I’m a lucky developer.
Not because I tend to be able to escape from dangerous situations mostly intact (though that does seem to be a running theme) but because I have the good fortune to work for a company that actually supports the professional development of its employees.
I don’t mean the typical line of “yeah we support you, we totally have a training budget, but good luck getting even a token amount of money to buy Pluralsight to watch courses on your own time” that you usually get. I mean the good sort of support.
The only sort of support that matters.
Time Is Decidedly Not On My Side
When it comes to extending my technical capabilities, the last thing that I’m worried about is spending money. There are a endless ways to improve yourself in your chosen field without spending a cent thanks to the wonders of the internet, and even if I did have to part with some cash in order to get better at what I do, I would be crazy not to. Every skill I gain, every piece of experience I gather, improves my ability to solve problems and makes me a more valuable asset to whichever company I choose to associate with. More often than not, that means more money, so every cent expended in the pursuit of improvement is essentially an investment in my (and my families) future.

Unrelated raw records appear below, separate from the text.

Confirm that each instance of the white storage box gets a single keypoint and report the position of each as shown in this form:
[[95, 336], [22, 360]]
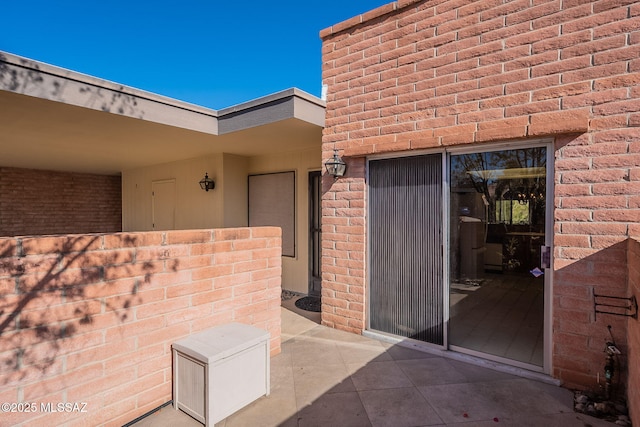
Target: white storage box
[[219, 371]]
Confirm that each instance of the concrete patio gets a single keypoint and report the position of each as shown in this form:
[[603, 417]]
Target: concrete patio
[[325, 377]]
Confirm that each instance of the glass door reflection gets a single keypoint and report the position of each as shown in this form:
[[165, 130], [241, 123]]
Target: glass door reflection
[[498, 222]]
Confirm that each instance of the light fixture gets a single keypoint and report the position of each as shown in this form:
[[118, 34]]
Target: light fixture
[[335, 166], [207, 183]]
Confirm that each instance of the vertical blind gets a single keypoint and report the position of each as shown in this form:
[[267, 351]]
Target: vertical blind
[[406, 266]]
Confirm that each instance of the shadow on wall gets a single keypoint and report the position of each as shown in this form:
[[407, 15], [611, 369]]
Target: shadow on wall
[[29, 79], [56, 297]]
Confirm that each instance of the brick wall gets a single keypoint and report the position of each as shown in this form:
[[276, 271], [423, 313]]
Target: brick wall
[[633, 334], [37, 202], [91, 318], [415, 75]]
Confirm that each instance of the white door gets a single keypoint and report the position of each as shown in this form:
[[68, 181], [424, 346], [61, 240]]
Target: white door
[[163, 212]]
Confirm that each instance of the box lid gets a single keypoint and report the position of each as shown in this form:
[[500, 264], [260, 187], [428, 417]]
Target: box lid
[[221, 342]]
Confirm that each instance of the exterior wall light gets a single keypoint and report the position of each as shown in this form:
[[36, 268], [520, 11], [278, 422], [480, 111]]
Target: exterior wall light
[[336, 167], [207, 183]]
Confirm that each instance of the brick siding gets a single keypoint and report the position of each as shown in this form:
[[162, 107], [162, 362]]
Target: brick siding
[[38, 202], [91, 318], [416, 75]]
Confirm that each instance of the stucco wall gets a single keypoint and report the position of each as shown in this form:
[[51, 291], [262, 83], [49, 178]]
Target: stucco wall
[[227, 204], [37, 202], [91, 318], [195, 208], [416, 75]]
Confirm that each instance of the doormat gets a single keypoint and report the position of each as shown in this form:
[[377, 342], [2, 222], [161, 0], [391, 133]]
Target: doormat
[[309, 304]]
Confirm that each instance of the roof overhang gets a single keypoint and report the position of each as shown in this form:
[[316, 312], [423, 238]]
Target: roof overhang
[[58, 119]]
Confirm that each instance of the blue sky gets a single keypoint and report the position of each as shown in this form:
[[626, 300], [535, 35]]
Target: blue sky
[[211, 53]]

So money is not really an issue.
Time on the other hand is definitely an issue.
My day job takes up around a third of the average day, including some travelling. Combine that with some additional work that I do for a different company plus the requirement to sleep, eat and exercise (to stay healthy) and my weekdays are pretty much spoken for. Weekends are taken up by a mixture of gardening (which I tell myself is a form of relaxation, but is really just another way to indulge my desire to solve problems), spending time with my family and actual downtime to prevent me from going insane and murdering everyone in a whirlwind of viscera.
That doesn’t leave a lot of time left to dedicate to self-improvement, at least not within sacrificing something else (which, lets be honest, is probably going to be sleep).

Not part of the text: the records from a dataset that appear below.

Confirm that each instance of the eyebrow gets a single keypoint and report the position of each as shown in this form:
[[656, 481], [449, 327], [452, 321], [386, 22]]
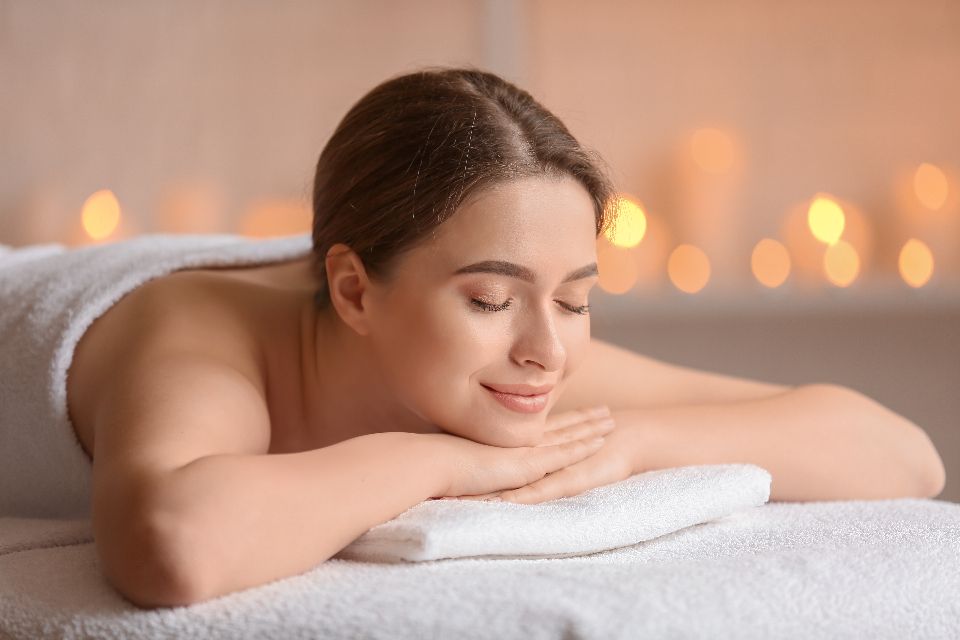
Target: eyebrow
[[503, 268]]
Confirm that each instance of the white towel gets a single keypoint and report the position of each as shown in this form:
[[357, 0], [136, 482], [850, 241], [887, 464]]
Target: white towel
[[49, 296], [641, 507], [831, 569]]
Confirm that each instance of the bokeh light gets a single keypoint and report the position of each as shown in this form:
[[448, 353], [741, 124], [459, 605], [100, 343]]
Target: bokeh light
[[100, 214], [825, 219], [276, 218], [770, 263], [629, 222]]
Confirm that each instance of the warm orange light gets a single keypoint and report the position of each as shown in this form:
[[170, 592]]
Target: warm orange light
[[825, 219], [713, 150], [841, 264], [916, 263], [100, 214], [617, 267], [629, 222], [276, 218], [770, 263], [191, 207], [931, 186], [688, 268]]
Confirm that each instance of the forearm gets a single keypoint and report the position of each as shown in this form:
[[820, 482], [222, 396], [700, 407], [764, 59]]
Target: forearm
[[249, 519], [819, 442]]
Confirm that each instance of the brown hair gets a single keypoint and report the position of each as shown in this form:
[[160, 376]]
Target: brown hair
[[411, 150]]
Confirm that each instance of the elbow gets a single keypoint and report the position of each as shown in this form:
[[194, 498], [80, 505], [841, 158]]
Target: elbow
[[912, 443], [934, 474], [148, 560]]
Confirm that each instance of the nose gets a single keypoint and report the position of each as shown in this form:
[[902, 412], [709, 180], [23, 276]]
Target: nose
[[539, 340]]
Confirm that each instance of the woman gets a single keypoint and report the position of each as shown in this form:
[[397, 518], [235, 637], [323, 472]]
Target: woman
[[247, 423]]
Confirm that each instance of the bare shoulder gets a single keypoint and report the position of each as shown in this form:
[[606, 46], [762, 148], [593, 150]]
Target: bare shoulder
[[624, 379], [167, 375]]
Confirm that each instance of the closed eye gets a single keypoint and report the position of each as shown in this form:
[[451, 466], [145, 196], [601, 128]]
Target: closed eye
[[486, 306]]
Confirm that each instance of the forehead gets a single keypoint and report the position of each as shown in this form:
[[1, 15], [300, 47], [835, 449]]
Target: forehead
[[529, 217]]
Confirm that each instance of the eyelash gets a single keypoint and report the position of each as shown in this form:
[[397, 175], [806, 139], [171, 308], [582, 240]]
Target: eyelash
[[582, 311]]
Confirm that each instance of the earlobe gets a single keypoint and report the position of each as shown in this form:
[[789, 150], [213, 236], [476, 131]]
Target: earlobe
[[347, 281]]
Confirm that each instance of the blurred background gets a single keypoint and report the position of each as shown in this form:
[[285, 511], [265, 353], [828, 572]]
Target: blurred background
[[789, 172]]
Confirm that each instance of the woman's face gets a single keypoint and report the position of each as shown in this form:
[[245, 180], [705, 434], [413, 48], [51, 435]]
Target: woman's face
[[441, 336]]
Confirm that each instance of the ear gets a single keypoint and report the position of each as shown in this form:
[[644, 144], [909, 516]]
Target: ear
[[347, 283]]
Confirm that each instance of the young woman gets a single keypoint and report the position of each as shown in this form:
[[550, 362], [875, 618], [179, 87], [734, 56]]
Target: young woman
[[246, 423]]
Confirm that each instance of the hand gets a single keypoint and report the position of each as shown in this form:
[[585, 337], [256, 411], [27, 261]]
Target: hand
[[480, 469], [611, 463]]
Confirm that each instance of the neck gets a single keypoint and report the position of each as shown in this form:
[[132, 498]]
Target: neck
[[343, 391]]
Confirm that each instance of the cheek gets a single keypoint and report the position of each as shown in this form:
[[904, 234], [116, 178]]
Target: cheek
[[432, 354]]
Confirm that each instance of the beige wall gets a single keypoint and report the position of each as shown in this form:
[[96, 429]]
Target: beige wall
[[239, 97]]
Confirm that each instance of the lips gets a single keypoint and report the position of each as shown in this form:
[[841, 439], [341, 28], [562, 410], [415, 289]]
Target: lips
[[520, 389]]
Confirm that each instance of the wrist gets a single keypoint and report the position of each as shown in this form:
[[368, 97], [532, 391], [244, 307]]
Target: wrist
[[643, 437], [429, 461]]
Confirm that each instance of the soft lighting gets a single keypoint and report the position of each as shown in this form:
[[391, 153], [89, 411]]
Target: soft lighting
[[931, 186], [713, 150], [770, 263], [825, 219], [916, 263], [100, 214], [629, 223], [841, 264], [617, 267], [276, 218], [688, 268]]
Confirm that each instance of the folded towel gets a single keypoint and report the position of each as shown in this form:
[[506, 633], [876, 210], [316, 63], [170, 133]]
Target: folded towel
[[50, 296], [831, 569], [642, 507]]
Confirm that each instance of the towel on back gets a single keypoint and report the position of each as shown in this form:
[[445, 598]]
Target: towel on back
[[49, 296]]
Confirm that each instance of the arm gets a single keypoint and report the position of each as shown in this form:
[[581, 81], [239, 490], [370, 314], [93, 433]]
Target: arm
[[623, 379], [819, 442], [227, 522]]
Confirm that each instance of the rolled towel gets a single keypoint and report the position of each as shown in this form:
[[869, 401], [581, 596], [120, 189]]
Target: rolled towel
[[639, 508], [49, 296]]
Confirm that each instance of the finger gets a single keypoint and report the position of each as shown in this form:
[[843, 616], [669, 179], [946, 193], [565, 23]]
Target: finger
[[591, 428], [574, 416], [566, 482], [543, 460]]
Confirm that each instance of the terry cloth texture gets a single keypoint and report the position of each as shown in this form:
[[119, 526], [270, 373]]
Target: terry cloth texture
[[49, 296]]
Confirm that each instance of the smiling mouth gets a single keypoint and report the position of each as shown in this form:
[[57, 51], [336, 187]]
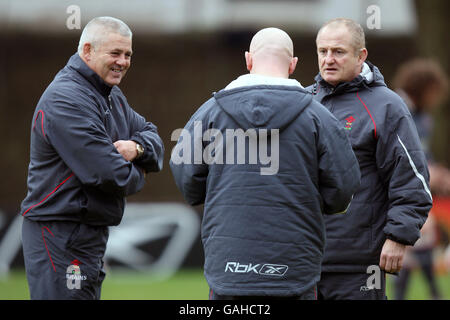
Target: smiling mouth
[[117, 70]]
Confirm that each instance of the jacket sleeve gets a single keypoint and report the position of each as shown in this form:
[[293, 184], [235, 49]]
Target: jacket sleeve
[[339, 174], [146, 134], [188, 168], [403, 168], [77, 134]]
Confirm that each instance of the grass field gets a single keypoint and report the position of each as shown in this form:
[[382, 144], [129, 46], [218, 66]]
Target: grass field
[[185, 285]]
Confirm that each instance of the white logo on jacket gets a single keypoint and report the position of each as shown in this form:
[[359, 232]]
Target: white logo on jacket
[[266, 269]]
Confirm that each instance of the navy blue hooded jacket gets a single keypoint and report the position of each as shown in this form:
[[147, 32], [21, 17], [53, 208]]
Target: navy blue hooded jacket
[[263, 231], [394, 198], [75, 172]]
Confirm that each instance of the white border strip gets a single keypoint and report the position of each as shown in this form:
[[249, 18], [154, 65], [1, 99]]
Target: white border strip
[[418, 175]]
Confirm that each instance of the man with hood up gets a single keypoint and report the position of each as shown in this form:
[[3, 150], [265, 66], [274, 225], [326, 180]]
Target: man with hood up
[[262, 229]]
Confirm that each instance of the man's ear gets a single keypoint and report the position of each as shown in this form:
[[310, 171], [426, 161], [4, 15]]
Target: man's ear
[[248, 61], [87, 50], [293, 65], [363, 53]]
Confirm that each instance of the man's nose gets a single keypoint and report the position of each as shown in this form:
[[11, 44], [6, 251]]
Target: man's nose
[[122, 61], [329, 58]]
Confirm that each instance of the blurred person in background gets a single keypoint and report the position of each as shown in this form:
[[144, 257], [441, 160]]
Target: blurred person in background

I try to do what I can when I can, like reading blog posts and books, watching courses and writing posts like this (especially while travelling on the train to and from work), but it’s becoming less and less likely that I can grab a dedicated chink of time to really dig into something new with the aim of understanding how and why it works, to know how best to apply it to any problems that it might fit.
Having a dedicated piece of time gifted to me is therefore a massive boon.

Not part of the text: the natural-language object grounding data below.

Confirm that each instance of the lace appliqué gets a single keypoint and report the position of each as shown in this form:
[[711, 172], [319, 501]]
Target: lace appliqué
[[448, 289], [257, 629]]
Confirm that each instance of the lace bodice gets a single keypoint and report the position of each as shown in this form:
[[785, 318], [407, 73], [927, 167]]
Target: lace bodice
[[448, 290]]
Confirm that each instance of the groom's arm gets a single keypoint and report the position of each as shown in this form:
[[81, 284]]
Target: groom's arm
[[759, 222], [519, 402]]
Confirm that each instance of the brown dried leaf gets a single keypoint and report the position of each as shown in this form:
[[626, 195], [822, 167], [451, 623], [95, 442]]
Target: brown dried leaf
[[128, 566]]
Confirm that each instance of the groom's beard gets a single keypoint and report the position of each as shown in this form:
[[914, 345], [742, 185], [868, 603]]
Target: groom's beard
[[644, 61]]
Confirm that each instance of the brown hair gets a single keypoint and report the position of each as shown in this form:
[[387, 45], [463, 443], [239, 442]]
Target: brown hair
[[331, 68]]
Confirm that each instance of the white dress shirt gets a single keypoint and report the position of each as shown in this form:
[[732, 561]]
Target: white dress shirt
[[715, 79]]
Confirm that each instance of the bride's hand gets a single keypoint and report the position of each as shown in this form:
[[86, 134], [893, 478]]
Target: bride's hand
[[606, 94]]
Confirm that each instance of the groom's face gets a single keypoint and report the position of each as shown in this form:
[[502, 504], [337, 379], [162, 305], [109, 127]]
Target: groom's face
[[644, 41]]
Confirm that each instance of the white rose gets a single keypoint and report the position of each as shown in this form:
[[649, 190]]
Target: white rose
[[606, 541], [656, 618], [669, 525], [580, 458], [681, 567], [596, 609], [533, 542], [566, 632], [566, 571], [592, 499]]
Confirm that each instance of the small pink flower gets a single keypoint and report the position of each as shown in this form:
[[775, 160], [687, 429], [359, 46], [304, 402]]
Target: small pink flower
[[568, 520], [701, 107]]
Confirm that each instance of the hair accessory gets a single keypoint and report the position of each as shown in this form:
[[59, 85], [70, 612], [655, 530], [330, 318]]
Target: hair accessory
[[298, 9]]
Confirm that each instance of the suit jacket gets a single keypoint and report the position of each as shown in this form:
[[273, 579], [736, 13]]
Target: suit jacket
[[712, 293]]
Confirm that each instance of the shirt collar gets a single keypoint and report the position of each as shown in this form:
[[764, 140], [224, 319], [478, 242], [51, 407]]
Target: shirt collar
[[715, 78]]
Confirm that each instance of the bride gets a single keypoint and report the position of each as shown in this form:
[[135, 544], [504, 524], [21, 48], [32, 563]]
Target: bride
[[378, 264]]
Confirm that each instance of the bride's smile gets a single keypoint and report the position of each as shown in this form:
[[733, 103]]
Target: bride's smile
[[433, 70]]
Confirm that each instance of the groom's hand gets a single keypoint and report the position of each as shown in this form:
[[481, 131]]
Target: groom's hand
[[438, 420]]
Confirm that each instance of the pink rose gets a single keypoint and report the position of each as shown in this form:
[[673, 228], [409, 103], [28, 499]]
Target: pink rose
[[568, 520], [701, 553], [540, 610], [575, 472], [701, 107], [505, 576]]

Keeping Employees Through Mutually Beneficial Arrangements
We have a pretty simple agreement where I work.
Friday afternoon is for professional development. Not quite the legendary 20% time allegedly offered by Google, but its a massive improvement over most other places that I know of.
Our professional development is structured, in the sense that we talk amongst ourselves and set goals and deadlines, but it doesn’t generally involve anyone outside the team. No-one approves what we work on, though they do appreciate being informed, which we do in a number of different ways (one-on-one management catchups, internally visible wiki, etc). There is financial support as well (reimbursement for courses or subscriptions and whatnot), which is nice, but not super critical for reasons I’ve already outlined above.
So far we’ve aimed for a variety of things, from formal certifications (AWS Certifications are pretty popular right now) through to prototypes of potential new products and tools all the way to just using that time to fix something that’s been bugging you for ages. Not all “projects” end in something useful, but it’s really about the journey rather than the destination, because even an incomplete tool built using a new technology has educational value.
As a general rule, as long as you’re extending yourself, and you’ve set a measurable goal of some sort, you’re basically good to go.
Making time for professional development can be hard, even if you recognise that it is one of the most value rich activities that you could engage in.
It can be very useful to find a company (or cajole your current organisation) into supporting you in this respect, especially by providing some dedicated time to engage in educational activities. I recommend against using any time provided in this way to just watch videos or read blogs/books, and to instead use it to construct something outside of your usual purview. That’s probably just the way I learn though, so take that advice with a grain of salt.
Giving up time that could be used to accomplish business priorities can be a hard sell for some companies, but as far as I can see, its a win-win situation. Anecdotally, Friday afternoons are one of the least productive times anyway, so why not trade that time in for an activity that both makes your employees better at what they do and generates large amounts of goodwill.
Given some time, they might even come up with something amazing.